Examples of the preparation of alkylene glycols from alkylene oxides may be found in WO 2004/085375 A1, EP 0 226 799 B1, U.S. Pat. No. 3,574,772, U.S. Pat. No. 4,937,393, DE 29 38 115 C2 and DE 197 26 508 A1. It is also possible to produce alkylene glycols from alkenes by direct reaction. Examples of this may be found in U.S. Pat. No. 4,203,926 and in U.S. Pat. No. 4,308,409.
In a conventional process for preparing alkylene glycols, the starting material alkylene oxide is mixed with water and passed through a reactor, typically a simple adiabatic tube reactor. In this, the alkylene oxide reacts with water in an exothermic reaction to form alkylene glycol. Apart from the simple alkylene glycol, higher alkylene glycols, i.e. mainly dialkylene glycol and trialkylene glycol and possibly also very small proportions of yet higher alkylene glycols, are generally formed. These compounds are likewise valuable chemicals. Typical ratios of alkylene glycol to dialkylene and trialkylene glycol are about 100:10:1. The reaction can be carried out with addition of a catalyst. The process employs large amounts of water which are generally circulated. These are necessary in order to remove the heat of reaction and to suppress the formation of higher alkylene glycols by diluting the alkylene oxide and the alkylene glycol.
After the reaction mixture has left the reactor, the water is firstly separated off, for example in a rectification column or in a simple evaporation. To save energy, a plurality of evaporators or rectification columns are frequently connected to one another.

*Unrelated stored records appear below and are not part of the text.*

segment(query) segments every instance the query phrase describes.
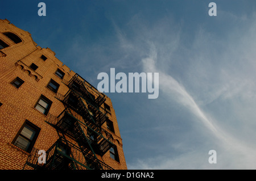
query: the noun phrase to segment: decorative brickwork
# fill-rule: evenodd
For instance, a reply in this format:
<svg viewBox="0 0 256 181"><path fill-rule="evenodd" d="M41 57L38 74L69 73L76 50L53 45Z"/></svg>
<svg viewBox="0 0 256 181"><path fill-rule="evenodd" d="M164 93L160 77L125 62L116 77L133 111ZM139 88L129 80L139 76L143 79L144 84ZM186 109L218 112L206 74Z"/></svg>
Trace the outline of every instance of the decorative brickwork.
<svg viewBox="0 0 256 181"><path fill-rule="evenodd" d="M5 36L4 33L6 32L11 32L18 36L22 40L22 42L15 43L11 39ZM111 114L105 111L103 100L100 98L97 99L99 94L101 93L97 92L97 90L89 83L86 83L89 84L89 86L85 86L85 87L86 91L93 96L95 96L96 106L94 104L93 102L87 100L83 95L82 96L82 92L80 92L82 94L81 95L79 94L79 91L76 93L76 95L78 95L77 98L80 99L79 100L82 100L80 102L82 103L82 105L85 105L83 108L84 110L88 109L90 106L92 107L90 104L94 105L92 107L95 108L96 113L92 120L95 120L96 123L99 121L102 123L101 125L92 124L94 125L93 127L90 124L92 120L86 120L87 115L84 114L80 110L76 110L79 106L71 107L71 111L67 112L67 115L68 113L73 114L79 112L76 115L72 115L72 117L76 117L73 118L74 121L76 121L74 123L75 123L75 125L80 124L80 127L82 127L80 131L84 132L84 140L89 141L88 134L89 130L92 130L98 134L98 137L102 139L101 140L103 140L98 143L99 145L95 145L94 143L90 144L90 141L89 141L90 144L93 145L93 149L90 150L89 146L85 146L89 144L81 142L82 139L78 137L78 132L76 132L76 129L74 129L73 127L72 127L73 129L69 135L69 132L64 131L64 129L58 129L58 125L54 126L53 124L50 124L51 121L60 120L61 113L68 107L68 104L65 104L64 99L67 98L66 94L73 89L70 85L69 86L69 83L77 74L69 70L66 65L63 65L63 63L56 58L55 53L52 50L48 48L42 48L37 46L30 33L16 27L6 19L0 20L0 39L9 45L0 51L0 103L2 104L0 106L0 169L127 169L122 149L122 138L110 99L102 94L105 99L104 102L110 108ZM44 56L44 58L42 58L42 55ZM35 64L38 68L35 70L32 70L30 67L32 64ZM63 78L61 79L56 74L57 69L64 73ZM17 77L24 81L18 88L11 83ZM59 85L57 92L47 87L51 80L54 81L55 85ZM46 105L47 102L40 101L40 98L45 98L49 103ZM98 104L100 104L99 107L97 107L97 101ZM43 112L44 109L48 110L47 112ZM103 115L106 115L107 117ZM65 117L68 119L71 117ZM107 128L105 119L103 121L100 120L105 117L108 117L113 122L114 133ZM62 120L61 123L67 120ZM29 134L30 131L27 131L27 133L24 133L26 131L22 129L25 121L28 121L30 124L40 128L36 138L29 141L30 144L33 145L30 151L26 151L26 149L16 144L18 142L17 140L20 140L19 139L22 140L24 137L26 140L28 139L25 134ZM61 145L59 145L57 148L57 146L54 146L57 145L55 144L58 142L57 140L60 140L60 137L63 139L61 141L63 141L63 144L64 143L65 145L68 146L69 154L67 152L64 154L63 151L60 153L60 152L57 151L60 150ZM100 144L103 145L102 146L108 145L108 147L98 148L98 146L101 146ZM85 146L84 146L84 145ZM109 147L112 145L115 147L115 150L117 151L117 161L110 156ZM28 145L26 148L28 146L30 146ZM49 155L52 155L52 153L50 151L51 149L53 150L54 149L56 153L57 153L56 157L57 157L59 159L63 159L63 165L57 165L55 163L55 165L53 164L52 167L50 167L49 164L47 163L51 162ZM80 151L84 157L79 158L80 160L77 158L76 161L75 149L78 150L78 152ZM85 153L86 149L88 150L87 156ZM39 150L44 150L48 154L49 158L47 159L44 166L44 164L39 165L36 162L39 157L36 151ZM95 153L95 154L93 154L93 153ZM103 155L101 155L102 154ZM92 166L92 163L90 165L89 162L86 160L89 159L88 158L93 161L94 165L100 166ZM67 160L69 161L67 162ZM65 164L67 167L64 166ZM52 165L55 167L52 167Z"/></svg>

The removal of water is followed by separation into the various alkylene glycols. This is generally carried out in rectification columns. Here, the alkylene glycol, the dialkylene glycol and finally the trialkylene glycol are separated off in order, in each case at the top or at the side offtake stream. High boilers present are taken off in the bottoms from the trialkylene glycol column and are generally discarded, for example by incineration. In some process variants, this third column is omitted because of the small amount of trialkylene glycol formed and the bottoms from the dialkylene glycol column are discharged from the plant and discarded. This process and this process variant are generally known.
Plants for the preparation of alkylene oxides and for the preparation of alkylene glycols have hitherto been operated separately although at present about 20% of the alkylene oxide produced is used for the preparation of alkylene glycols.

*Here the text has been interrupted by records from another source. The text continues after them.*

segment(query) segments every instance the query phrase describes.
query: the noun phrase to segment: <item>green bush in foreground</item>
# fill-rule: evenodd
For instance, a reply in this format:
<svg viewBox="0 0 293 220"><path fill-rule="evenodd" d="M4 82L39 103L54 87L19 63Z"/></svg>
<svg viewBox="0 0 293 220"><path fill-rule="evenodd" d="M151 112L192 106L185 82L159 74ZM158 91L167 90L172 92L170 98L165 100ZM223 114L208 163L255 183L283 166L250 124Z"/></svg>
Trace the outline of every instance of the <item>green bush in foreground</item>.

However, it has already been proposed that alkylene glycols and alkylene oxide be prepared in one plant and these products subsequently be separated from one another. An example of this may be found in WO 02/088102 A1. However, nonliquid and nonaqueous systems are used here and the reactions take place in the gas phase. The process has not been implemented industrially to the present time.
Combinations of plants in which various substances are reacted with one another and separated are already known. DE 10 2004 054 047 A1 describes a process for preparing 1,6-hexanediol from a carboxylic acid mixture comprising adipic acid, 6-hydroxycarboxylic acid and 1,4-cyclohexanediols by esterification of the carboxylic acid mixture, removal of the 1,4-cyclohexanediols by distillation, hydrogenation of the purified ester fraction and isolation of the 1,6-hexanediol by distillation. DE 10 2008 007 081 A1 describes a process for preparing n-butene oligomers and 1-butene from industrial mixtures of C4-hydrocarbons. Here, a starting material is firstly purified and worked up by distillation. A high boiler fraction obtained is subsequently reacted catalytically, resulting in the n-butenes present being oligomerized. DE 10 2005 006 974 A1 describes a continuous process for preparing cyclohexyl(meth)acrylate. Here, cyclohexanol is esterified with pure (meth)acrylic acid, neutralized, washed and subsequently purified by multistage distillation. In these processes and plants, neither alkylene oxide nor alkylene glycols are produced.
The coupling of a plant for preparing alkylene oxide with a plant for preparing alkylene glycol has also already been proposed. An example of this may be found in DE 102 33 385 A1 (which corresponds to WO 2004/009568 A1). Here, the alkylene glycol formed in the two plant sections is discharged from the respective plant section and combined in the work-up of the alkylene glycols. In addition, fresh water is fed into the reactor for preparing alkylene glycol. The process described in these documents comprises coupling of the production of propylene oxide with the production of propylene glycols. However, the crude propylene oxide originating from the propylene oxide plant is reacted in the second reactor with water which does not originate from the first reactor. In addition, the propylene glycol mixtures obtained in the stages of propylene oxide production and propylene glycol production in the previously known process are combined and the individual propylene glycols are then separated off by distillation. Thus, in the previously known process, the reaction mixture which originates from the first reactor and has been freed of propylene and if appropriate of propylene oxide is conveyed past the second reactor and later combined with the propylene glycol mixture originating from the second reactor. This reaction mixture from the first reactor contains a considerable amount of water which essentially has to be removed either before or after this reaction mixture is combined with the propylene glycol mixture originating from the second reactor. Thus, the previously known process requires separate removal of the water from the first reactor and of the water from the second reactor, which results in a considerable outlay in terms of energy and capital costs since energy-intensive circulation of the water has to be carried out.
There is a continuing search for processes and measures by means of which the efficiency of these processes can be improved and by means of which these basic chemicals can be prepared more economically.